中国共産党から「日当」が出ている……。ネトウヨ脳ここに極まれり、といった感じだが、しかし、これは笑い話では済まされない。事実、こうした「日当」陰謀論がネトウヨに受けるとみて、政治家も公然とそれを利用しているからだ。
現に、自民党の西田昌司参院議員は13年12月、「チャンネル桜」に寄せたビデオレター内で、特定秘密保護法に反対する人びとについて、こう語っている。
「聞くところによりますと、この方々はですね、いろいろな団体から要請を受けてですね、駆り出された、日当が出ているという話もありますけれども、とにかくそういうことが毎日やっているわけですね」
現役議員が根拠もないデマを垂れ流すとは自民党のレベルの低さを露呈させているようなものだが、これこそが安倍政権クオリティなのだろう。
実際、昨年7月に「SEALDsをやっていると、就職できなくなる」とブログで脅したことで問題となった福岡県行橋市の市議会議員である小坪慎也氏も、昨年4月、自身のブログで「労働組合の組合費からデモの日当支払い!?」なるマンガをアップし、“原発反対デモは日当が支払われている”と主張。しかも、このマンガがまとめサイト「ネトウヨにゅーす。」で取り上げられたことを「謝辞」としてわざわざ報告、「この場を借りて感謝申し上げたいと思います」とまで書き添えている。じつはこの小坪議員、無所属ながら初当選した3年前の選挙戦では、安倍チルドレンであり、例の「文化芸術懇話会」の代表を務めた木原稔衆院議員が、わざわざ県外から応援演説にかけつけている。

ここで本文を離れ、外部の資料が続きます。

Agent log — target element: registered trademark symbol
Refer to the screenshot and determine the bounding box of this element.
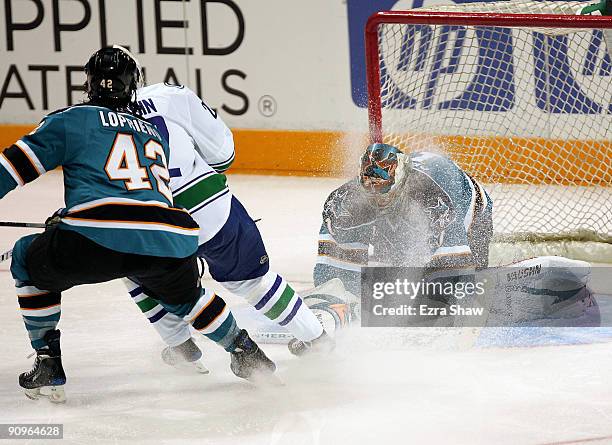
[258,95,276,117]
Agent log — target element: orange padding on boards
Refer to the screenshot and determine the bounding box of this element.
[0,125,612,185]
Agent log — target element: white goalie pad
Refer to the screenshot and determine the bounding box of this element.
[487,256,592,325]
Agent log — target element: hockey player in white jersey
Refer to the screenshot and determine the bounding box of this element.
[104,49,333,360]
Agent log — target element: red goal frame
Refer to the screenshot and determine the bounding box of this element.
[365,10,612,143]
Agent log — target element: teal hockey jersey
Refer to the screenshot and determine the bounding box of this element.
[0,105,199,258]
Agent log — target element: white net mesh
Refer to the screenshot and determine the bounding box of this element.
[372,1,612,246]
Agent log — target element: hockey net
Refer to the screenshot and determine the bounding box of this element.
[366,0,612,262]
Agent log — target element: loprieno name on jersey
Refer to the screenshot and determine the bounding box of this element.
[98,111,162,140]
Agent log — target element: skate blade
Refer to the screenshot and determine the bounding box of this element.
[24,385,66,403]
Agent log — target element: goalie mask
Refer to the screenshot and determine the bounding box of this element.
[85,45,144,108]
[359,144,403,205]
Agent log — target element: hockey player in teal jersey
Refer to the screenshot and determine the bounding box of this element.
[0,48,275,401]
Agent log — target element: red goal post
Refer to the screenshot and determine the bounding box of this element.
[365,10,612,143]
[365,7,612,256]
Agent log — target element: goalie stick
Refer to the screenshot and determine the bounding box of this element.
[0,221,46,229]
[0,221,46,263]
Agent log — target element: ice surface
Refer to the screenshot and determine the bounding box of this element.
[0,173,612,445]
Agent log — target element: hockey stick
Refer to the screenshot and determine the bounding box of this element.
[0,221,45,229]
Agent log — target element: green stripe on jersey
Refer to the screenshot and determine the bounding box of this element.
[174,173,227,210]
[264,285,295,320]
[213,158,234,173]
[136,297,157,313]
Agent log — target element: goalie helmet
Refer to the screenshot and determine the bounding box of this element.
[359,144,403,204]
[85,45,144,108]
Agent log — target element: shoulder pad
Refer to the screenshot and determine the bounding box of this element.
[164,82,185,89]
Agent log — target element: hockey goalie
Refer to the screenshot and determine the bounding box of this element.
[296,144,593,331]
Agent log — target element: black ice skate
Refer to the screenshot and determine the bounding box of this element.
[230,329,276,381]
[19,330,66,403]
[162,338,210,374]
[287,331,336,356]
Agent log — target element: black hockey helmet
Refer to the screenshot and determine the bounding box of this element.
[85,45,144,108]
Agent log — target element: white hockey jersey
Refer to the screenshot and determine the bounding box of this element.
[136,84,234,244]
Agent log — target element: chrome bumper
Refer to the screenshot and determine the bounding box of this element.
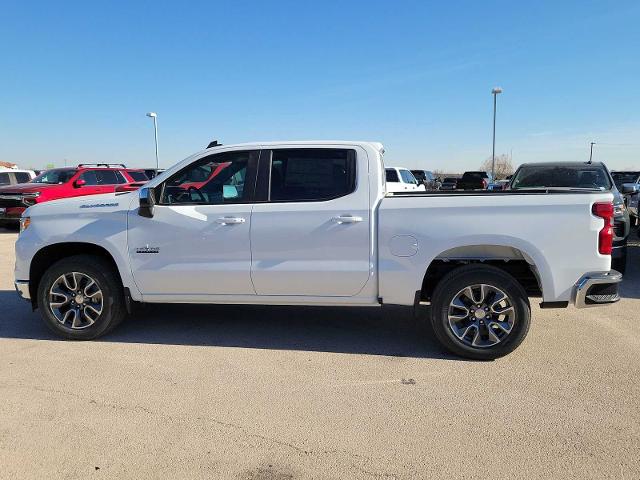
[14,280,31,300]
[573,270,622,308]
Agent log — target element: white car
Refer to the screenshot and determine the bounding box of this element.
[15,142,622,359]
[0,167,36,187]
[385,167,427,193]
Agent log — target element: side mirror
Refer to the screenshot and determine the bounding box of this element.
[138,187,156,218]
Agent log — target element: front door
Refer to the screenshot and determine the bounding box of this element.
[251,147,372,297]
[128,151,259,301]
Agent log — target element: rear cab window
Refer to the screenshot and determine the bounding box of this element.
[400,170,418,183]
[127,170,149,182]
[511,164,612,190]
[269,148,356,202]
[80,169,127,185]
[385,168,400,182]
[14,172,31,183]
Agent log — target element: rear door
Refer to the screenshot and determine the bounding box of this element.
[251,147,372,297]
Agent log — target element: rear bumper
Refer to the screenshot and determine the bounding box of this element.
[0,207,27,223]
[573,270,622,308]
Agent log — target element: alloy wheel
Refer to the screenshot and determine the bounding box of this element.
[48,272,104,330]
[448,284,516,348]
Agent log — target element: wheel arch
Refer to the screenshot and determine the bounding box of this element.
[29,242,124,306]
[420,244,549,301]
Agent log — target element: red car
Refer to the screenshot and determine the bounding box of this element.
[0,164,148,224]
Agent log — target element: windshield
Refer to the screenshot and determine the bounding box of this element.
[31,169,76,185]
[511,165,611,190]
[611,172,640,188]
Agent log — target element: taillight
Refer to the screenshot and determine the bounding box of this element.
[591,202,613,255]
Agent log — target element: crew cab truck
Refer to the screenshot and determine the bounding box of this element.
[15,142,622,359]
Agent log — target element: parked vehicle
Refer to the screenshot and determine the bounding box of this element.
[0,167,36,187]
[411,170,441,190]
[509,162,631,273]
[487,180,509,190]
[440,177,460,190]
[0,164,146,224]
[611,171,640,225]
[15,142,622,359]
[457,172,493,190]
[385,167,426,192]
[142,168,164,180]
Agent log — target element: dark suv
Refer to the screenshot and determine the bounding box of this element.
[507,162,631,273]
[611,172,640,225]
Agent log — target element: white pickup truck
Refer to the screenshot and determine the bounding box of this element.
[15,142,622,359]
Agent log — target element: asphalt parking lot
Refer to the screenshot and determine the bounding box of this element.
[0,229,640,479]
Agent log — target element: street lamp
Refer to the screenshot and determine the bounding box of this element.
[491,87,502,181]
[147,112,160,170]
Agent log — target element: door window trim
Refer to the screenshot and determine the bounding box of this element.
[150,149,262,207]
[255,146,358,203]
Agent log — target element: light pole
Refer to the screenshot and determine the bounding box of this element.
[147,112,160,170]
[491,87,502,181]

このように、「日当が出ている」「アルバイトだ」と根拠のないデマによって批判されてきたのは、核兵器の廃絶や反原発、反基地、そして特定秘密保護法や安保法など、そのいずれもが極右が糾弾する運動ばかりだ。自分たちの主張に反対する運動を貶めて矮小化しようとする陰湿さは折り紙つきではあるが、ネトウヨはこうしたデマを「これが真実だ!」とネット上に拡散することに勤しんできた。
だが、実際は金で人を買収しようとしていたのは、味方陣営のほうだった。……この事実を、百田氏やケント・ギルバート氏、そしてネトウヨ諸君はどう考えるのか。ぜひとも言い分を聞いてみたいものだ。